DC adopts tougher lead testing policy at schools, rec centers

WASHINGTON — The District is adopting a tougher testing standard at certain facilities in order to protect children from lead in drinking water.

The new policy at the city’s public schools and parks and recreation centers will change the standard from the EPA’s maximum allowable lead level of 15 parts per billion for the 1 part per billion standard recommended by the American Academy of Pediatrics.

D.C., Deputy City Administrator Kevin Donahue made the announced in a press release Monday evening saying that “lead exposure in children is preventable and we will be working diligently to set policy at our facilities that goes far beyond EPA standards.”

Last week, the American Academy of Pediatrics in a report called for lead levels of more than 1 PPB to be immediately corrected.

The new lead testing policy in D.C. comes on the heels of the discovery of elevated lead levels at seven drinking water sources at public libraries.

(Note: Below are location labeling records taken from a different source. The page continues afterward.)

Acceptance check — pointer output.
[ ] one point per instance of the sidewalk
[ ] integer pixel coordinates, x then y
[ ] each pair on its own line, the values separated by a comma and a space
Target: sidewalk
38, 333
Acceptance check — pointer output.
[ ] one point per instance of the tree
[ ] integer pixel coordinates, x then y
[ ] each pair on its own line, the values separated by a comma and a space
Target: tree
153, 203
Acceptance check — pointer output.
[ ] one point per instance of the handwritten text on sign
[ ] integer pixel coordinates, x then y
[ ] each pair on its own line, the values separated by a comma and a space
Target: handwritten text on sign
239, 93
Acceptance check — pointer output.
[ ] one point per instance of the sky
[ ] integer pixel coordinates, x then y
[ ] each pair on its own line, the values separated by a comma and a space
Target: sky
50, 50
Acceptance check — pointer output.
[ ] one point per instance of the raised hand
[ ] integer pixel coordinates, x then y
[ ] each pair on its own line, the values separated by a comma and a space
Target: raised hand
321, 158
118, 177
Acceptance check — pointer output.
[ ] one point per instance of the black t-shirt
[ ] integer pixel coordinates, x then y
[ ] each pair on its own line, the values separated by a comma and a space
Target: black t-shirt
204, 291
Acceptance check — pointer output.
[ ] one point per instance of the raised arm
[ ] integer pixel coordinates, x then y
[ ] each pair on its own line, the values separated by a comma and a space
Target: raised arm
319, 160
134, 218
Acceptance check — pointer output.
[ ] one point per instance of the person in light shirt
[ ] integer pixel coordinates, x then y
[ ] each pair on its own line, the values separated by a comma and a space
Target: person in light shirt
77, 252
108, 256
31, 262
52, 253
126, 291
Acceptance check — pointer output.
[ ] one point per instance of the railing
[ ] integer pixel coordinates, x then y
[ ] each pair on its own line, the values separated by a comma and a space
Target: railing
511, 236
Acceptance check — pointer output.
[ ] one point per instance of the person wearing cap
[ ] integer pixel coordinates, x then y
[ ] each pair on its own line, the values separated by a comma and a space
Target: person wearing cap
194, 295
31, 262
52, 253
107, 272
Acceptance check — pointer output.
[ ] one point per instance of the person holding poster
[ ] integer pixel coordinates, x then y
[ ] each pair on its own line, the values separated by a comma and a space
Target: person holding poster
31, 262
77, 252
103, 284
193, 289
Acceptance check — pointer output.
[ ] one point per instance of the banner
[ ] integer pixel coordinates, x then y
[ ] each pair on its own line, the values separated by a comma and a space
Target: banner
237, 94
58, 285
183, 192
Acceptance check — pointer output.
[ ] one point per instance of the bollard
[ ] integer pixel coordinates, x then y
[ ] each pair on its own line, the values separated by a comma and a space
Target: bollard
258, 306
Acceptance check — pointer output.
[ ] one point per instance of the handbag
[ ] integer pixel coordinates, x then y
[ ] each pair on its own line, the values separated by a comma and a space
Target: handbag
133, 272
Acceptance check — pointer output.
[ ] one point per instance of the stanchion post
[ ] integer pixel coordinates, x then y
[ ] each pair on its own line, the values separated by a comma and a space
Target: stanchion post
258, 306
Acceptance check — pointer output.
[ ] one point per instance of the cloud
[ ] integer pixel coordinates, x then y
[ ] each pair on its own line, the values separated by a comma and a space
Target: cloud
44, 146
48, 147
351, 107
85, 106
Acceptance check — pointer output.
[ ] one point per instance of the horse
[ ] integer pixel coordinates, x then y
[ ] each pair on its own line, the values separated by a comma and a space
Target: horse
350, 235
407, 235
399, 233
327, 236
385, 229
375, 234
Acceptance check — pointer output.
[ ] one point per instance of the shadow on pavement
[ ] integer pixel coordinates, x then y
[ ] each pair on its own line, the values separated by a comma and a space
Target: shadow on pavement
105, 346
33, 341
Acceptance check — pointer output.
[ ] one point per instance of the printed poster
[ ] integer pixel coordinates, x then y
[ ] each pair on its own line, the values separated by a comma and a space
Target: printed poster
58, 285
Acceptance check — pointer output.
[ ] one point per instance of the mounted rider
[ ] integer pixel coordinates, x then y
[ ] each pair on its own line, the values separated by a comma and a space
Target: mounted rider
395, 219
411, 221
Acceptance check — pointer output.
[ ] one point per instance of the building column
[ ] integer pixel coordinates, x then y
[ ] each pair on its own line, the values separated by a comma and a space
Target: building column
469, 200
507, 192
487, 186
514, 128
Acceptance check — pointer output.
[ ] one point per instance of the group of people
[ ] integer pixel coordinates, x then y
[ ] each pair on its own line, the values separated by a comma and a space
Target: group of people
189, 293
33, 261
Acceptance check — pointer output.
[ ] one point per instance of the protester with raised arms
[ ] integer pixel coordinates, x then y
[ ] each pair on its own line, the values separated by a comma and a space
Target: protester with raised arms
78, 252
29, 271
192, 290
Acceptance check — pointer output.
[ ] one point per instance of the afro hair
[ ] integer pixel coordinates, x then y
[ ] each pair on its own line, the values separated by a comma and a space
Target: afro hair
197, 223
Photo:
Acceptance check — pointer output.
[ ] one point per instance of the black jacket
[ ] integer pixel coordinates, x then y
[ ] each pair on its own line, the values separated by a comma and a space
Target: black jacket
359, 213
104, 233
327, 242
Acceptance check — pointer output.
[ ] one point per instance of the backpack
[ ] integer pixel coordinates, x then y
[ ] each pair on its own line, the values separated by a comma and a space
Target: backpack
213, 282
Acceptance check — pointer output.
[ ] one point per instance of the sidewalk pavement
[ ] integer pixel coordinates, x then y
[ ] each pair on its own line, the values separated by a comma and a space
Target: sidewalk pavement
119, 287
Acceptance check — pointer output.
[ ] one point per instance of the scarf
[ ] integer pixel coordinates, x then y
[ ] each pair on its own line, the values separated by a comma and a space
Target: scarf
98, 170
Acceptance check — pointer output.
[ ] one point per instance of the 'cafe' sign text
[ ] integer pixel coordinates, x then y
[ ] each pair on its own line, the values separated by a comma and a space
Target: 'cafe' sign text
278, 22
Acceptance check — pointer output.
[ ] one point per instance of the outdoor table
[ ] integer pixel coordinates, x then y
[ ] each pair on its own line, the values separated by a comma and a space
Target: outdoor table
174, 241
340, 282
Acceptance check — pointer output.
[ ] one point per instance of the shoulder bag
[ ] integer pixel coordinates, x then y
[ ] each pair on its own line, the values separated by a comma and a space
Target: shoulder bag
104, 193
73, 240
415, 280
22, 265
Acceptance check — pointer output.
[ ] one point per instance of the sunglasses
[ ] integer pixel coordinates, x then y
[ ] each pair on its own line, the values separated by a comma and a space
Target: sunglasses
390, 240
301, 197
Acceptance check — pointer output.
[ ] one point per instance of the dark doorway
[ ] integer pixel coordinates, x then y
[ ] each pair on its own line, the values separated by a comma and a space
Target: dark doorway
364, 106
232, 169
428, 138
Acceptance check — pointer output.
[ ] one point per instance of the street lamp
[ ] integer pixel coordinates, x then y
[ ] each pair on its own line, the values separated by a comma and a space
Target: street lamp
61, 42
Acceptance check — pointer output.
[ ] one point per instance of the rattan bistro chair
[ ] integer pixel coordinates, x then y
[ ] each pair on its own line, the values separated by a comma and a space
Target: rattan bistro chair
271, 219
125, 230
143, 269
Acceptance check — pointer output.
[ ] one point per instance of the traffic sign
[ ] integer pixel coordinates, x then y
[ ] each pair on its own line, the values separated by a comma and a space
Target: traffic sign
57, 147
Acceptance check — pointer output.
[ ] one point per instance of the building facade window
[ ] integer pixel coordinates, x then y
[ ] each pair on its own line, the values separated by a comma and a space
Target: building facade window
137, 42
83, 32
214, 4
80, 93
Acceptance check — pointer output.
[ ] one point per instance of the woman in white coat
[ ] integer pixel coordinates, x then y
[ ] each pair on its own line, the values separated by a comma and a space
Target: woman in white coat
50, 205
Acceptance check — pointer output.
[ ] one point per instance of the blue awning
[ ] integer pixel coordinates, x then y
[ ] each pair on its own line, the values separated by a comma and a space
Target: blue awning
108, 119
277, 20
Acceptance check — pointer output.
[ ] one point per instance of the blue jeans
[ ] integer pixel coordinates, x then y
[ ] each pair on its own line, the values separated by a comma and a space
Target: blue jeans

The testing was done during the first two weeks of June at all D.C.’s public libraries.

Last year, elevated lead levels were being found at water fountains at about a dozen city schools. But the results were not shared with school principals and parents until months later. No children have tested positive for lead at the schools.

The District government says in a statement that the new standard will cost about $2 million to implement and about $1.5 million a year after that.

The City Council has scheduled a hearing on the schools’ lead testing program for Wednesday.  Donahue is expected to testify about the new policy.